Pros of Cloud Computing:
- Cost efficient:
No more outrageous server and hardware maintenance costs, worries about buying new software, licensing costs or installation and constant upgrades. Cloud computing offers one-time-payment as well as other scalable options such as the pay-as-you-go option among others. So on the business end, it makes the choice a lot easier and a lot cheaper making it the preferred choice of most businesses.
- Disaster Recovery:
All your data will already be stored in the cloud so there won’t be any hassle about backing up your data/ data loss/ data recovery. Providers ensure the safety of data via automatic backup. So your business can save precious time and resources from recovery and management to the main tasks at hand.
- Work on the Go:
Don’t feel like going to the office today? You don’t have to, because you don’t need your office computer anymore to access your files. Since the Cloud centralizes entire data, you can easily access it without depending on hardware or software. All you need is a reliable internet connection and a smart/computing device and you’re good to go.
- Infinite Storage:
Businesses looking to utilize cloud computing gain access to virtually unlimited storage. This means no more money squandered on investing in newer machinery, servers, and hardware for data storage. Even if a computer on the cloud crashes, data storage is central and is not affected and still accessible 24/7.
Cons of Cloud Computing:
- No Internet No Cloud:
Probably the biggest let down of using the Cloud is that it requires access to the internet at all times if you need access to your data. Poor internet connection? Low bandwidth? Well, too bad. Just an hour of downtime can cost businesses millions. And it’s not just low bandwidth. Server crashes and outages of service are just as hazardous. Just look at the Amazon ASW debacle of 2017.
- Security Breach:
Cloud computing vendors today will go to great lengths to convince potential clients about the security of their data. And when someone has to try that hard, you know something’s not quite right. Advances in technology also mean newer and better means of security breaches and hackers getting their knobby hand on your confidential information.

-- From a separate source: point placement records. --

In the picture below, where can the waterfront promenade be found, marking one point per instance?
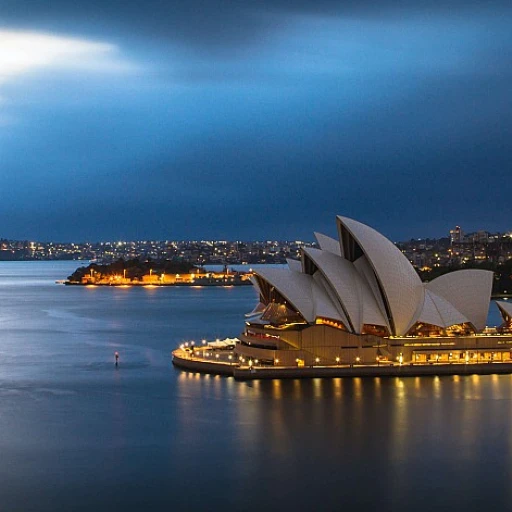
(222, 362)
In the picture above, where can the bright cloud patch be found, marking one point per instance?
(25, 52)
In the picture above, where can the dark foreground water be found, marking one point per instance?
(78, 434)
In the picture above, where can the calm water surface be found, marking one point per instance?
(78, 434)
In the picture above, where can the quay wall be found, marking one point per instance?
(309, 372)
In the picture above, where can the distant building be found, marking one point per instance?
(358, 299)
(456, 235)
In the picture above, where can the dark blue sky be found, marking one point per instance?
(241, 120)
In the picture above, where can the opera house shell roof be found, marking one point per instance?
(362, 283)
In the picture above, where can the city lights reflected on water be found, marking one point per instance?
(71, 421)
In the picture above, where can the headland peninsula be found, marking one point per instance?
(154, 273)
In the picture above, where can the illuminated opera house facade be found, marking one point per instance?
(358, 300)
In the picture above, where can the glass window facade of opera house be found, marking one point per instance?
(358, 300)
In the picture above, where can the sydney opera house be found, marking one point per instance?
(358, 300)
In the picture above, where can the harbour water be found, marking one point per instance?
(78, 434)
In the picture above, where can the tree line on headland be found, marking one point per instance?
(136, 269)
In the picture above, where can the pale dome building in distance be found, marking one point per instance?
(358, 300)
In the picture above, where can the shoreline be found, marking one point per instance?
(183, 361)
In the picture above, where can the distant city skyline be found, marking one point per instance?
(137, 120)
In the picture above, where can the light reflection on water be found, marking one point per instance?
(146, 436)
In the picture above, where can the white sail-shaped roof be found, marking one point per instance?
(327, 243)
(294, 265)
(328, 290)
(374, 312)
(353, 293)
(505, 309)
(438, 311)
(324, 307)
(469, 292)
(366, 280)
(400, 284)
(294, 286)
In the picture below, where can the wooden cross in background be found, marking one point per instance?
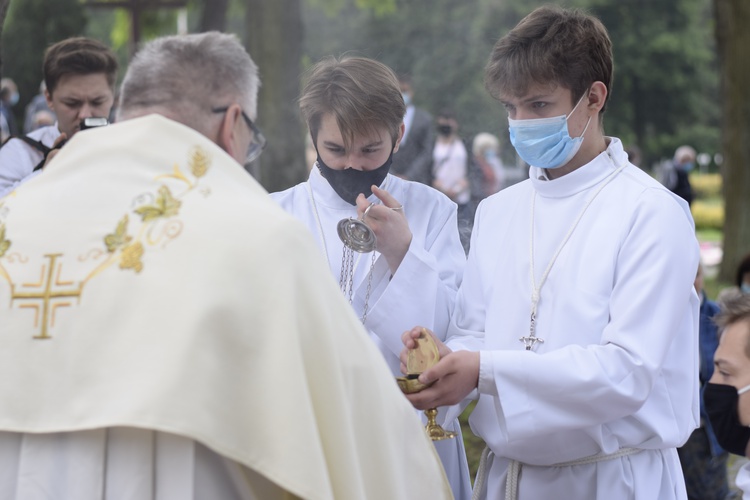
(135, 7)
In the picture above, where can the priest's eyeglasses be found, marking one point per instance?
(258, 143)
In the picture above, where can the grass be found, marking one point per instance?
(474, 445)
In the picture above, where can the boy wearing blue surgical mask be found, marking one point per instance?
(576, 324)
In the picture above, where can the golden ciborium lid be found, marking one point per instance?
(422, 357)
(419, 359)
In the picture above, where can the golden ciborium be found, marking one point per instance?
(419, 359)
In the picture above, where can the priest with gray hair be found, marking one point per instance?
(167, 331)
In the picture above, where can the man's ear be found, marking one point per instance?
(401, 130)
(597, 96)
(227, 137)
(48, 98)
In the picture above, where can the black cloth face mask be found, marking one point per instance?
(721, 405)
(349, 182)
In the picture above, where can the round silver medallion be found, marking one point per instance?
(356, 235)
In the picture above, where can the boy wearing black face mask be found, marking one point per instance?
(354, 110)
(727, 407)
(703, 461)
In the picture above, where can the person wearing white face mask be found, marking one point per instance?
(576, 324)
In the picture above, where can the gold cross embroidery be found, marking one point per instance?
(47, 298)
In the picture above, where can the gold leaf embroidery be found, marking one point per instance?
(4, 244)
(166, 206)
(119, 238)
(176, 174)
(131, 257)
(199, 162)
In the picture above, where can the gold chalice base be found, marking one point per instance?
(422, 357)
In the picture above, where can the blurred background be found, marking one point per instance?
(681, 75)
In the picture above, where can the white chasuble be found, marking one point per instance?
(147, 282)
(619, 318)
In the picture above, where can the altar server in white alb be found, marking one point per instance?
(168, 332)
(576, 322)
(354, 110)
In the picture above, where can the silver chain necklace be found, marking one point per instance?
(356, 237)
(531, 340)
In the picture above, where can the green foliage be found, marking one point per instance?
(708, 214)
(666, 81)
(706, 185)
(333, 8)
(665, 91)
(27, 34)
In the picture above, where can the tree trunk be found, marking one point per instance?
(733, 40)
(274, 41)
(213, 15)
(4, 4)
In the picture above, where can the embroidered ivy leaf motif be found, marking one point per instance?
(131, 257)
(176, 174)
(119, 238)
(166, 205)
(4, 244)
(199, 163)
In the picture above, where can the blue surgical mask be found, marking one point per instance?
(545, 142)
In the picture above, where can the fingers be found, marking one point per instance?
(388, 200)
(60, 141)
(450, 381)
(409, 338)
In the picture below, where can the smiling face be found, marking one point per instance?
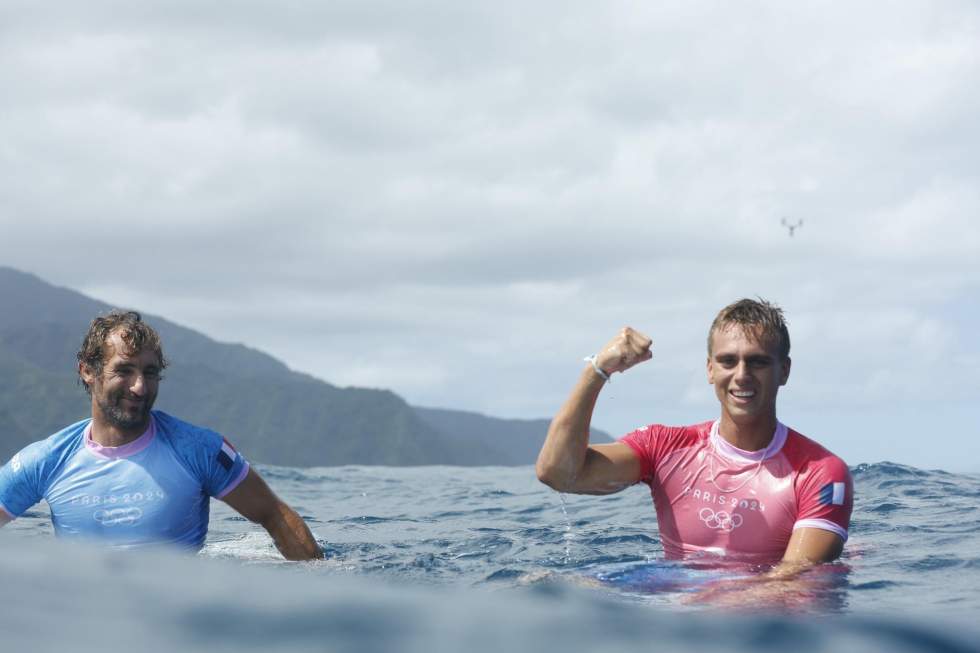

Since you are no longer working within internal servers, there is a higher risk of hacker interception.
- Vendor Lock-in:
Not all vendors have applications and data formats that allow easy transfer from their system to another. So look into this factor when you look for a cloud computing vendor or risk being stuck with the same provider or paying a large sum to transfer to a new one. Check whether the vendors use industry standard APIs and if they provide easy data extraction in case you wish to switch to another provider.
- Customer Support
Although customer support has improved vastly over the past few years with noticeably fewer complaints from users, a 24/7 presence cannot be guaranteed. So if you have a business that needs a rapid response and low outage threshold, make sure you have an alternate access to technical support. The extra support can also cost extra.
While cloud computing is still in the earlier stages of adaption, it doesn’t seem to be going anywhere. With more and more organizations moving to private clouds, it’ll be long before this technology has run its course. Private clouds aren’t for everyone but if you are an organization with a shit-ton of data, think about switching to a private cloud for the best experience.